TikTok has started shilling products for sale using videos that have nothing to do with shopping, as it continues its charge into e-commerce.

The company is using artificial intelligence to scan videos, identify items, and encourage users to buy similar products through its e-commerce marketplace, TikTok Shop. While TikTok has previously allowed creators to tag products in videos as part of its affiliate program, this new feature currently occurs without notifying the creator — and without the promise of a commission on sales their video helps drive.

A TikTok spokesperson said it’s an early-stage experiment with limited availability to a small subset of users in the US and UK, and that it may never officially launch. The company uses machine-object detection to identify products in videos and suggest similar product categories, they said.

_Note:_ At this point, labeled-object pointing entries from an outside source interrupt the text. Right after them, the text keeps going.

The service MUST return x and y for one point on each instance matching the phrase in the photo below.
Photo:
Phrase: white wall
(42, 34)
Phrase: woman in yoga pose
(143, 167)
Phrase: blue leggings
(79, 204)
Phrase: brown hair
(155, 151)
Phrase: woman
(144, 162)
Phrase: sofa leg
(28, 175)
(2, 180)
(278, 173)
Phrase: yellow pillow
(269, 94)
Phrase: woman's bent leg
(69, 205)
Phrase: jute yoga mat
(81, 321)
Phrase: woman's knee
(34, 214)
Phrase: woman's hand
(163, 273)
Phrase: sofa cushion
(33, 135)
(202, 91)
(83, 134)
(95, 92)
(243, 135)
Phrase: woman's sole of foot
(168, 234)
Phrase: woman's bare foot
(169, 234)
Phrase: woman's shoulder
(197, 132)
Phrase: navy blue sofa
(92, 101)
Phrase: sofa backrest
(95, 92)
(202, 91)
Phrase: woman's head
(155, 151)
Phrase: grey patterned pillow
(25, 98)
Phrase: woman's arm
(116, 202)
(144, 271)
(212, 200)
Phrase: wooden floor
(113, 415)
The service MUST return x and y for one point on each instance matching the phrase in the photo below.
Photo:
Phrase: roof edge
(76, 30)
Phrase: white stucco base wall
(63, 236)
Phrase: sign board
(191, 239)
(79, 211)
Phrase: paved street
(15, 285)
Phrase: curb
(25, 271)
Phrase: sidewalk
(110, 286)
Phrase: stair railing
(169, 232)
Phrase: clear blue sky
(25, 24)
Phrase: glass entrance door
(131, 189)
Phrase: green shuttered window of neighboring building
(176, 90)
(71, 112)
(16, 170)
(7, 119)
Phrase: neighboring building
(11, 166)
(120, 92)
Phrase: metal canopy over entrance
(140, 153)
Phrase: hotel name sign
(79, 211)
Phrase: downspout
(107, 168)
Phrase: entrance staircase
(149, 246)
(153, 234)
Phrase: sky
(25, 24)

Insider first discovered the feature on Sunday when a shopping button appeared on a video uploaded by an Insider reporter.

In the video, the reporter, Shriya Bhattacharya, was at a Diwali event and wearing a lehenga, a South Asian outfit featuring a blouse, skirt, and a dupatta, or long scarf. She used hashtags including #lehenga, #Diwali, and #diwaliglam. The video surfaced in another Insider reporter’s For You feed along with a call-to-action to find “more wedding dresses on TikTok Shop” with a “Shop now” button that opens into the app’s Shop tab. The button clicked to the Shop home page, not a specific page of wedding dresses.

TikTok did not inform Bhattacharya that her video would be used to sell items in Shop.

She said that while she was not at a wedding in the video, the off-white lehenga she wore could reasonably be worn by a bride, which may explain why TikTok’s system believed it was a wedding dress.

A search for “wedding dresses” in TikTok Shop reveals a variety of bridal gowns, including a “Sparkling Off-Shoulder Crystal Sequined Tulle Ball Gown Wedding Dress” for $973.99 and a “2 in 1 Sparkly Wedding Dress” available for between $1,650 and $1,750.

The arrival of shopping buttons on regular TikTok videos shows how deeply the company is integrating e-commerce into the app’s overall user experience. The company has been on an all-out blitz in recent months to make shopping take off — offering shipping deals and other discounts to sellers, paying bonuses to influencers who add affiliate links, and launching a series of Black Friday and Cyber Monday incentives for merchants.

TikTok isn’t the only social app to offer product tags in photos and videos. YouTube and Instagram have similar tagging features for users, and companies like Facebook, Snapchat, Pinterest, and Google have used machine learning to visually identify products in order to better recommend purchases to users. A bride or groom might use Pinterest as a mood board for wedding planning, for example.